Branch sales have revved up this year, and the predominant motivation for the sellers has shifted from survival to profit growth. In past years, many banks were selling branches in an effort to raise desperately needed capital. Now, most sellers seem eager to improve efficiencies as they look for ways to increase the bottom line in a sputtering economy.
“The recovery is so flat that bankers are having to focus on expenses and re-evaluate their weakest-performing branches,” says John Corbett, the president and chief executive of CenterState Bank of Florida.
CenterState (CSFL) closed four branches in its home state in the first quarter and is looking for others to sell.

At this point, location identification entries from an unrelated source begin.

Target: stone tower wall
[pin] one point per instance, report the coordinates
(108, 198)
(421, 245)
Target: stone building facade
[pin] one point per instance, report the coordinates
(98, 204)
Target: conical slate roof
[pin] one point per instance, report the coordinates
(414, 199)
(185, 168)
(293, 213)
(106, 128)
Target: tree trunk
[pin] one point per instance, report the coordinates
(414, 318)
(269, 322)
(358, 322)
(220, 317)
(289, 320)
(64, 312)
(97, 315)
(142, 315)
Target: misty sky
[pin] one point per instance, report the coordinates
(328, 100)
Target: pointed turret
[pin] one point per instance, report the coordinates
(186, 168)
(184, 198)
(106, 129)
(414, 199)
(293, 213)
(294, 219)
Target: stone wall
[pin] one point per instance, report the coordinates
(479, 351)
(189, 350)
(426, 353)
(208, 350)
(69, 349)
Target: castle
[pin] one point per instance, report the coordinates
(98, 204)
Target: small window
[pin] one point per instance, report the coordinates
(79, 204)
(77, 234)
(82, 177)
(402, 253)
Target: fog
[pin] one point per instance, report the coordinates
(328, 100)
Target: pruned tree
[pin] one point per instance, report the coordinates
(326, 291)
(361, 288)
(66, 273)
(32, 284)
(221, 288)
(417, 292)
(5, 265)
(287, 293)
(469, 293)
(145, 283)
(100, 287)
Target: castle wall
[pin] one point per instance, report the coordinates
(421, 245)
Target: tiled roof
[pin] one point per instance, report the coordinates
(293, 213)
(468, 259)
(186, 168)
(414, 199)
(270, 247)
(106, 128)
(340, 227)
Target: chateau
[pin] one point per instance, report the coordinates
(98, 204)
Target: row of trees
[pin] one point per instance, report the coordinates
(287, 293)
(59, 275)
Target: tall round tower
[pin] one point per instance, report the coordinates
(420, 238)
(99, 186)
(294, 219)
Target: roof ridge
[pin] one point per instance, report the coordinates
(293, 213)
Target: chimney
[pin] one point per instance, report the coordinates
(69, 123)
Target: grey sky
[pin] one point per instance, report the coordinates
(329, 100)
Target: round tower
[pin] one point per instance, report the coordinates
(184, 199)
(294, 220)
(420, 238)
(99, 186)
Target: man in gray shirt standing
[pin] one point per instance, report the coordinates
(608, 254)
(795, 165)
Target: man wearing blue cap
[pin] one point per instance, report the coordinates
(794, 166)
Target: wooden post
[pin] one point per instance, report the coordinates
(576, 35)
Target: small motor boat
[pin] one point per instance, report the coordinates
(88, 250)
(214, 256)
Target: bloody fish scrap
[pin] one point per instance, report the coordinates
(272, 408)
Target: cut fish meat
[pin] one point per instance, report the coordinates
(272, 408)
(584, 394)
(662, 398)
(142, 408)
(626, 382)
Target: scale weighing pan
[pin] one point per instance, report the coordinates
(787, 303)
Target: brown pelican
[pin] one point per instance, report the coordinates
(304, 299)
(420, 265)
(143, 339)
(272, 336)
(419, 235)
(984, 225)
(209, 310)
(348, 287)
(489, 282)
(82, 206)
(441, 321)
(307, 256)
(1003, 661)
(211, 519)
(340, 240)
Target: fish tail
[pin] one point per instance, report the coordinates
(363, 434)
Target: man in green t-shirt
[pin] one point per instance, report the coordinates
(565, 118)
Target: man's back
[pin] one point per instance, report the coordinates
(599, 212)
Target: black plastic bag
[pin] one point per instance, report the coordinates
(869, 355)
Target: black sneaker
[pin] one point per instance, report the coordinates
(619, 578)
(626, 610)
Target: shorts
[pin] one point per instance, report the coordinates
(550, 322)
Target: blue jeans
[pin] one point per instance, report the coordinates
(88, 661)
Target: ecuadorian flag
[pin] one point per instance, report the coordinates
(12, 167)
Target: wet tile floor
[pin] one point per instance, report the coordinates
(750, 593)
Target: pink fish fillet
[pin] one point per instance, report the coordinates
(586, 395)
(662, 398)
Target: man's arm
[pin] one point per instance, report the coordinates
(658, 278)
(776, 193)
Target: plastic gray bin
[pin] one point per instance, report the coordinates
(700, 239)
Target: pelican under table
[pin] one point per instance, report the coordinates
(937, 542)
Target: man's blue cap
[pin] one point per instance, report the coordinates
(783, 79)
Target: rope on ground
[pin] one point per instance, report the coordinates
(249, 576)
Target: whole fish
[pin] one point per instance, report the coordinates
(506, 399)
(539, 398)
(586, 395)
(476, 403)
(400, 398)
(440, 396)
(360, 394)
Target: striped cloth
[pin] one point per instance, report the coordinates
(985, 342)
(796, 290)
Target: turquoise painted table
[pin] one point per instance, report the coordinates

Corbett is aiming to drive down expenses and improve the parent company’s efficiency ratio after acquiring eight banks in three years.
Fortunately for bankers in his position, there are still plenty of banks with fresh capital that prefer buying branches over whole banks because they often get to pick and choose the assets that are part of the deal.
During the first quarter, banks announced 22 transactions involving branches, according to data from Sandler O’Neill & Partners.
Those branches collectively held $5.3 billion of deposits, marking one of the best quarters for such sales since the financial crisis.
The third quarter of 2011 was technically the strongest by this measure, but it featured First Niagara Financial Group’s (FNFG) agreement to buy nearly 200 branches and $15 billion of deposits from HSBC Holdings (HBC).
“We’re seeing a natural evolution, where [branch] locations are switching from one owner to another owner,” says Nick Schorsch, the CEO of American Realty Capital, a real estate investment advisory firm that leases branches to banking companies.
In many instances, sellers have grown impatient with branches that have been slow to make money.
“It used to be that you could put a branch in the ground and grow it to a size that would break even in a couple years,” Corbett says. “I’ve got some [branches] that we put in the ground at the peak of the boom [that] haven’t broken even yet.”
Most banks have historically bought branches more so for the deposits than the actual real estate. However, deposits are no longer as attractive to buyers since many banks are already flush with liquidity with few new loans to deploy their deposits.
With financial institutions reeling from the difficult economic times over the last few, the role of the branch as part of a multichannel strategy is fundamentally changing.
FIs are searching for ways to profitably retain as many branches as possible, but realize that the overall number of branches in service is trending downward nationally.